For architecture that has already been built, monitoring storage costs can help flag when spend ratios get too high (as we mentioned, a good rule of thumb is that storage should be 25% or less of the total bill). If it gets higher than that, find out what you really need to be storing.
Snapshotting is a similar issue to storage in that it may seem like no big deal when it is set up, but costs can quickly spiral out of control. This is another area, like outdated compute, that can also become a problem over time if teams do not upgrade infrastructure.
Before AWS had fully featured backup capabilities, engineers would often use snapshots for the same purpose. For this reason, legacy architectures may spend 15 or even 20% of their resources on snapshots.
In general, we recommend setting a threshold of 10%. If you are spending more than that on snapshots, examine whether this is necessary and look for opportunities to optimize cloud costs by reducing snapshotting.
Some useful questions to ask include:
- Do we need to use snapshots in this way?
- Should we keep these snapshots for a limited amount of time?
- Is there a better backup system we could use?
We have heard of businesses spending hundreds of thousands of dollars per year on snapshots, and there is rarely a case where the value of those snapshots is justified by the cost they incur.
Almost always, there is a way to better architect the system so that backups are conducted and stored efficiently and cloud costs can be optimized.
Data Transfer
Finally, as you likely know, AWS’ data transfer systems can be confusing to understand. As a result, it’s not uncommon for engineers to build architectures that unintentionally have very high data transfer costs.
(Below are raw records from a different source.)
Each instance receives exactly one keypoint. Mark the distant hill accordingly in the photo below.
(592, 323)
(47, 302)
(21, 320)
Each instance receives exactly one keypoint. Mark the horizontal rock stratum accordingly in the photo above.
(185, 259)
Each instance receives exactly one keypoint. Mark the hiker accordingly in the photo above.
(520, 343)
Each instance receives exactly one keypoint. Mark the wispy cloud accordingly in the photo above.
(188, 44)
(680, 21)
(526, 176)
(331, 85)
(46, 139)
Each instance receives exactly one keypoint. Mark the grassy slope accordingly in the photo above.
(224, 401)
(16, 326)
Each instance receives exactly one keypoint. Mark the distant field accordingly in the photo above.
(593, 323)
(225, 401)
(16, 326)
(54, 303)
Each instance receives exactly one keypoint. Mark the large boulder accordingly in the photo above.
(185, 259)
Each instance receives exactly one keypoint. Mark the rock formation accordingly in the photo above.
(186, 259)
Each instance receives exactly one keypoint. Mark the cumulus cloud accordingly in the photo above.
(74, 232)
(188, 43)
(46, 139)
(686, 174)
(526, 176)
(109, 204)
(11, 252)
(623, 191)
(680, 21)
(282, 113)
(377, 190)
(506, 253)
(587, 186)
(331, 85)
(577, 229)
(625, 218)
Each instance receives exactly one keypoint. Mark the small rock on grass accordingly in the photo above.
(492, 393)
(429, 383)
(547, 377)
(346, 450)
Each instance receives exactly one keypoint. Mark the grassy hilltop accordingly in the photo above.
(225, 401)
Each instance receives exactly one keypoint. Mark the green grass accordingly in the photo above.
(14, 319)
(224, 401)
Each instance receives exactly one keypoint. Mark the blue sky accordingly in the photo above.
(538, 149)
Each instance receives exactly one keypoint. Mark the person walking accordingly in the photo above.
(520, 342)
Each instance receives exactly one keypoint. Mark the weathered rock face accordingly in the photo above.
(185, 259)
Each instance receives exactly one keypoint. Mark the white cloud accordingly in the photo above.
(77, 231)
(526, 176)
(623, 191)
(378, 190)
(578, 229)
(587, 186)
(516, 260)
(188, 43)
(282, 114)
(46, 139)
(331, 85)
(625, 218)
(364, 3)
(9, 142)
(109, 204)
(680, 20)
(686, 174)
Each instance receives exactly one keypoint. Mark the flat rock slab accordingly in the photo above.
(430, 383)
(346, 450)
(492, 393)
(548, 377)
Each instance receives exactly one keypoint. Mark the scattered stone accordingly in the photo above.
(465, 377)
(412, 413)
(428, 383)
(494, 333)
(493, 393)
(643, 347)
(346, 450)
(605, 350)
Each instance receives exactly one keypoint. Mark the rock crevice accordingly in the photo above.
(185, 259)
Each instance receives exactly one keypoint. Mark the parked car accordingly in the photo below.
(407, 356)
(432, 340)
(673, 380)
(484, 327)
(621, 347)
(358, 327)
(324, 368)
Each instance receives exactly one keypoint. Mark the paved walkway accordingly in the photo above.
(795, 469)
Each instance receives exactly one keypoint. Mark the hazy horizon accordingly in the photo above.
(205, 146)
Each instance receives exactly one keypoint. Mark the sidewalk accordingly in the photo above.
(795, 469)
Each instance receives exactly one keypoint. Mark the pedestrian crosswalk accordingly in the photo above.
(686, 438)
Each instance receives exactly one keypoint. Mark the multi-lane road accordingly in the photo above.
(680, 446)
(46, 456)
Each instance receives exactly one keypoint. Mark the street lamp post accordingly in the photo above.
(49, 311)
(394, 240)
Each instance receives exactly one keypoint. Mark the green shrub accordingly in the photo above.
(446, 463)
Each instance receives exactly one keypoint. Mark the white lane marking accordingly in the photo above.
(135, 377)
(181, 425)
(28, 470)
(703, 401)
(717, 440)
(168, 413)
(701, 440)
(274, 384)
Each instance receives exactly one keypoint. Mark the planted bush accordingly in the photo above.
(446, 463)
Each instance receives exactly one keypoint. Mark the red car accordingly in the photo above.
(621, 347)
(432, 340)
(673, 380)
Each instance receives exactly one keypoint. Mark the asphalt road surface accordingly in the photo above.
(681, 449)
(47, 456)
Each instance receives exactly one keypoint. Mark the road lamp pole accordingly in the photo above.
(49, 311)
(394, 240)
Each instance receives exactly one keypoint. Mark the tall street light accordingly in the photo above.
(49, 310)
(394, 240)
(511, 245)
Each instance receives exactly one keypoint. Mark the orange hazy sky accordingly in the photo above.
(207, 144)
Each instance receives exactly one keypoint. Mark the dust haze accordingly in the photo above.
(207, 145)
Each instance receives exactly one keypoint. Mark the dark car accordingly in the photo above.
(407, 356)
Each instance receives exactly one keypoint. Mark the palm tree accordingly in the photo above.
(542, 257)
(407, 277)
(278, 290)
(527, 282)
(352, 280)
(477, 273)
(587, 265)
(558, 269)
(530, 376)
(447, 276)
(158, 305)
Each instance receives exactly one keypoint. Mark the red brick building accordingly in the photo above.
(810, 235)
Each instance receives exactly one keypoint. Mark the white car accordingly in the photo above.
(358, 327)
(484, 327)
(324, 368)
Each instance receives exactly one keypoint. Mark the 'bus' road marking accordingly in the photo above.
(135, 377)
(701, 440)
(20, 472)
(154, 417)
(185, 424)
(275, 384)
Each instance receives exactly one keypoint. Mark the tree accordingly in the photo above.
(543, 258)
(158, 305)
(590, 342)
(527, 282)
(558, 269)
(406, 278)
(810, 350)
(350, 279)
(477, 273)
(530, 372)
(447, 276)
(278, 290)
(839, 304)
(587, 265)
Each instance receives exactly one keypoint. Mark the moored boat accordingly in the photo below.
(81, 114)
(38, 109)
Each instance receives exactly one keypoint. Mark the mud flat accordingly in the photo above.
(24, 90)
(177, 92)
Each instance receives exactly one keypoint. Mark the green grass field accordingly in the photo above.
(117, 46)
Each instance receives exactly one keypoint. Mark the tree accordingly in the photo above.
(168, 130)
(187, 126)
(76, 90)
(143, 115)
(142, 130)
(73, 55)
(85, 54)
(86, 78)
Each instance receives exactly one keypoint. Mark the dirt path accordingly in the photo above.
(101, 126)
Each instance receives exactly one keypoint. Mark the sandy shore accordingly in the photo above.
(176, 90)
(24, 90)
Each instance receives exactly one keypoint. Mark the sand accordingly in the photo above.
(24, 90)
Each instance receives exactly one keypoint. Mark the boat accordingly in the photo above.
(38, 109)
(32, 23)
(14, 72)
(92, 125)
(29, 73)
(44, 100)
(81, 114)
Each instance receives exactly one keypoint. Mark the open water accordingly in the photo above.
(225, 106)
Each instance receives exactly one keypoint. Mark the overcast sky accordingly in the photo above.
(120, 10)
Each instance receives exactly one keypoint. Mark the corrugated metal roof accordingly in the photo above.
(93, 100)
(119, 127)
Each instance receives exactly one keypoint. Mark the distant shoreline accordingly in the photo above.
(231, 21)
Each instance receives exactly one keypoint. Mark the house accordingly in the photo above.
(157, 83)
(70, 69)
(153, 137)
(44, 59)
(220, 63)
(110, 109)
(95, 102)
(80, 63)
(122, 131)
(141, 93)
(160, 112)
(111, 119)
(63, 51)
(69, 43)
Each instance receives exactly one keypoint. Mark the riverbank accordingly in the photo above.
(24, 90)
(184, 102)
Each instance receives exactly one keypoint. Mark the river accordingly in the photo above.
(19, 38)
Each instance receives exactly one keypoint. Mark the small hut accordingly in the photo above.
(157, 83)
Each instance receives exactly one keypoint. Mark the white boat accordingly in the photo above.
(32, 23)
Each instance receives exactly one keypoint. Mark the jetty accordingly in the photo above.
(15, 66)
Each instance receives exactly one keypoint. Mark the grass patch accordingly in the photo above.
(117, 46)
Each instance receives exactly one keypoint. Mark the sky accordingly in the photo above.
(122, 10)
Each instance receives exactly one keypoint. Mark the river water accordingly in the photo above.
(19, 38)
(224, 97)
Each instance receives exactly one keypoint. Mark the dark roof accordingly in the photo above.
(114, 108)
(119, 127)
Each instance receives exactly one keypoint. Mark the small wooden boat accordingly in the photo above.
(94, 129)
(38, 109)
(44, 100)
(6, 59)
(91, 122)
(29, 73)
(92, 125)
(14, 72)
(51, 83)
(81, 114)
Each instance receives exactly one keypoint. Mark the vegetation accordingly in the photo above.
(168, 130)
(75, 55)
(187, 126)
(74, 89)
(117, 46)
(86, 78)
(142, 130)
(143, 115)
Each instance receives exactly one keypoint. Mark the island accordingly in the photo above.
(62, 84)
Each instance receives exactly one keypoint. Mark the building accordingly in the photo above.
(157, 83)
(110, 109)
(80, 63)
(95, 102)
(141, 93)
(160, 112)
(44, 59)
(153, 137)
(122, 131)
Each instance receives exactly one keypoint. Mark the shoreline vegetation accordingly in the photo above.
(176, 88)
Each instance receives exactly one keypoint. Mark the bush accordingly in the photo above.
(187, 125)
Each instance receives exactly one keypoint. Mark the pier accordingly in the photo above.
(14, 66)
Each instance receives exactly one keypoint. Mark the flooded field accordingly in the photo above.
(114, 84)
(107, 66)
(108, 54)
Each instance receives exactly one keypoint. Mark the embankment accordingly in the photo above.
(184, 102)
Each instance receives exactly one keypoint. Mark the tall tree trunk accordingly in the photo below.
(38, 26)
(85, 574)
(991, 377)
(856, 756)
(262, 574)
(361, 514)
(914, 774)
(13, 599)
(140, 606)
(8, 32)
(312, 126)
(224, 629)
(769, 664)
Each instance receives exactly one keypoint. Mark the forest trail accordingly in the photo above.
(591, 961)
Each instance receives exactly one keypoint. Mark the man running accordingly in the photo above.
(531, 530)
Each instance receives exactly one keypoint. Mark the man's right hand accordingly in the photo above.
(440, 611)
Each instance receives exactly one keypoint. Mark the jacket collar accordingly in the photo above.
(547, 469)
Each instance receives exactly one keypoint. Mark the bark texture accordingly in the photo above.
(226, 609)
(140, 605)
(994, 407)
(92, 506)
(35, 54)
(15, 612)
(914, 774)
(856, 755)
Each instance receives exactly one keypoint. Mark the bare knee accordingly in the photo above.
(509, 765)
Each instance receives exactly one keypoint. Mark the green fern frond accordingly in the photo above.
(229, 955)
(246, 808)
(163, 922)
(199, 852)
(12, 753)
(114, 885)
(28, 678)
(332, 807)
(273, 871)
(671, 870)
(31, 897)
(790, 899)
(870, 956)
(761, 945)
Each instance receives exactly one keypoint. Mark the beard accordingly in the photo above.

If you have an account with high data transfer costs (i.e. more than 25% of the cloud bill), it’s worth at least asking whether this is reasonable. In the case of a video streaming application, this number may make perfect sense.
However, for a more typical application, anything higher than 25% is an opportunity to rethink how data transfer is structured and look for opportunities to optimize cloud costs.
Proactive Cloud Cost Optimization: The Way Forward
Any time an engineering team can architect a product or service from the get-go with cost in mind, there are massive cost savings to be realized.
Similarly, gaining full visibility into live cloud costs and setting alerts when thresholds get out of whack, as described above, can help engineers make proactive changes to AWS cloud architectures that are already in place.
In both instances, teams can save significant cloud costs, while often increasing efficiency and performance at the same time. The more proactive you can be, the less surprising that AWS bill will be at the end of the month, and the less friction there will be between engineering and business priorities.